Hunter Goodman is turning his power into something bigger than highlight fodder. The Rockies catcher has spent his second straight All-Star season showing he can do more than launch baseballs - he can change games.
That was on display May 29 at Coors Field, when Colorado trailed the Giants by three runs in the ninth inning. Goodman got a slider from Caleb Kilian and sent it toward the “Hit the Mitt for Charity” target beyond the left-field wall.
The ball did more than tie the game on a three-run homer and set up Ezequiel Tovar’s walk-off blast. It also triggered a $5,000 donation from UCHealth to the Colorado Rockies Foundation for Athletics & Beyond, a Colorado nonprofit that uses sports to empower youth in many areas.
The homer was another reminder that Goodman’s bat has become a real weapon in the moments that matter most. He’ll play Tuesday night in Philadelphia at the Midsummer Classic with 27 home runs in hand, already well on his way to topping last year’s total of 31 in his second season as the Rockies’ regular catcher.
What stands out now is the timing. Goodman has homered to tie the game or put Colorado ahead three times in about two months, then followed that with seven more such blasts in the 41 days leading into Friday’s game in San Francisco. Some of those shots came early, but plenty have landed in the late innings when the Rockies needed a jolt.
On June 1 against the Angels, he went deep in the eighth against José Fermin and helped spark a win. On June 26 against the Twins, he homered in the ninth off Anthony Banda as part of a rally that pushed the game into extra innings.
The raw power has been there all along. The consistency has caught up to it.
Goodman opened the season with nine homers through April, then hit just four in May while batting .219. Since then, he has piled up 14 homers, including 13 in June.
“It’s nice when you’re getting good pitches to hit,” Goodman said. “That’s not always the case in this league. [Lately] I’ve gotten a lot of pitches to hit and I’ve been able to capitalize on that.”
That damage has come with a sharper feel for the strike zone, too. Goodman’s growth as a catcher matters here, especially with the Rockies having mostly moved away from the early-season habit of relaying pitches from the dugout. He’s also improving his throwing, while still bringing the one thing he’s already known for behind the plate: the ability to keep pitches in the dirt from getting away.
Goodman knows there’s still work left.
“With the catching stuff, there’s still stuff I need to do,” Goodman said. “The accuracy and throwing can be kind of iffy.
We’re working on it and it’s gotten better over the last few weeks. And [offensively] there’s the pitch selection thing.
Sometimes when I get into funks, I want to swing at everything.”

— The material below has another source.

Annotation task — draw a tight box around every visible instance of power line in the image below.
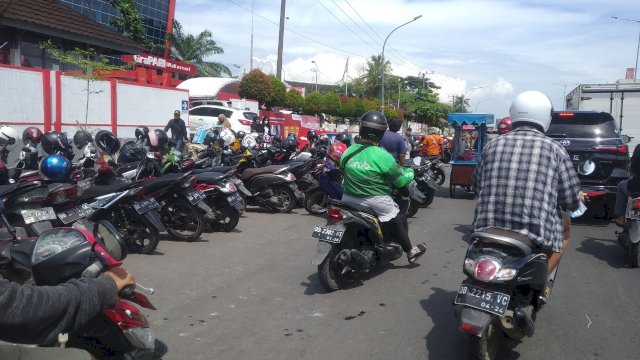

The power plays up against breaking balls, and Goodman has been punishing those pitches all season. Going into Friday, he led the Majors with 12 home runs off breaking balls this year. Over the last two seasons, his 25 homers on breaking balls were tied with the Rays’ Junior Caminero for the major league lead.
“When he’s on, he’s hammering the fastball,” manager Warren Schaeffer said. “He’s hammering mistake breaking balls, as well. When Goody is on the fastball, all things are on.”
That kind of production doesn’t happen by accident. It also doesn’t come without the occasional rough at-bat.
On May 23 against the Diamondbacks, Goodman came up with two outs in the ninth and Colorado trailing 5-4. Facing veteran closer Paul Sewald, he chased a slider low and away after getting ahead 2-0, then saw two more pitches in the same area before striking out swinging to end the game.
Goodman called that stretch a “funk.” A week later, he handled the moment differently. Against Banda on June 26, he laid off two low pitches, stayed patient, and then crushed a four-seam fastball.
That kind of adjustment is what has caught the eye of Rockies hitting coach Jordan Pacheco, who worked with Goodman in the Minors.
“It’s having a professional at-bat and not changing who he is in that situation,” Pacheco said. “That comes with experience, being in that situation over and over again.
“You’re going to have to reel him back in sometimes, but that’s easier than trying to get a guy to go harder. He’s learning to handle those situations and coming through in more of them.”
That evolution is why Goodman is an All-Star again, and why the Rockies can count on him when the game is on the line. As Goodman put it, the next step is keeping pace with the adjustments that come once a player starts putting together a season like this one.
“If you have a good season, people are going to try to make adjustments,” Goodman said. “You’ve got to be able to adjust to that.”